Великан хозяин фыркнул.
— Старым да лысым тоже ведь надо чем-то заниматься… Да-да, эти вот игрушки я сам сделал, все до одной, своими руками,— удовлетворенно сказал он.
Он и впрямь был уже в годах — пожалуй, за шестьдесят пять перевалило. Череп голый как коленка, обветренный подбородок зарос седоватой щетиной. Уму непостижимо, как его грубые лапищи могли выполнять такую тонкую работу — строить модели кораблей.
Полицейский начальник угостил старого шкипера сигаретой и закурил сам.
— Я шеф уголовной полиции Юнсон,-представился он,— и вообще-то пришел сюда вовсе не затем, чтобы любоваться моделями.
Старый моряк кивнул.
— Вы, как я понимаю, насчет директора Лесслера интересуетесь,
— Совершенно верно. Вы уже давали показания старшему полицейскому, но мне хочется самому услышать ваш рассказ. Вы ведь последний, кто видел директора Лесслера живым?
— Не знаю, последний или нет, но видел я его аккурат без малого в девять вчера вечером, на крыше.
— Может, туда и пройдем? — Веспер Юнсон обвел комнату ищущим взглядом.
— Конечно-конечно,— с готовностью пророкотал старый моряк.— Лестница там, в передней.

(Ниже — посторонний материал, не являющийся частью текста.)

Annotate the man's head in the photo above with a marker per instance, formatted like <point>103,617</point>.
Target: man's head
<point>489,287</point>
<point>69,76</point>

Узкая короткая лестница привела нас в тесный длинный садик, с одной его стороны была стенка высотой до плеча, с другой — металлические перила; оттуда открывался вид на север. На ухоженной земле теснились кусты и деревца, а между ними пестрели весенние цветы.
— Тут, значит, у вас вроде бы дачка,— сказал Веспер Юнсон.
Великан кивнул.
— Мне нравится. Прямо как в деревне.
Начальник уголовной полиции бросил взгляд на соседнюю террасу, она располагалась повыше, слева, у торца ларссоновского садика, и тоже утопала в зелени,— и вдруг меня осенило. Это же сад Свена Лесслера, а мы сейчас в том самом садике, который я видел утром из-за стены.
— Итак, вчера вечером вы были здесь, на крыше,— сказал Веспер Юнсон,— Цветочки поливали?
Моряк молча кивнул,
— Не помните, в котором часу вы поднялись сюда?
— Около половины девятого, пожалуй.
— И что же произошло?
Старик потер щетинистый подбородок.
— Пока я копался на грядках, слышу, кто-то ходит по лесслеровской террасе. Смотрю — сам директор. Спустился по лесенке в этот вот коридорчик за стенкой — тут он, рядышком,— а после пошел туда, к железной дверце.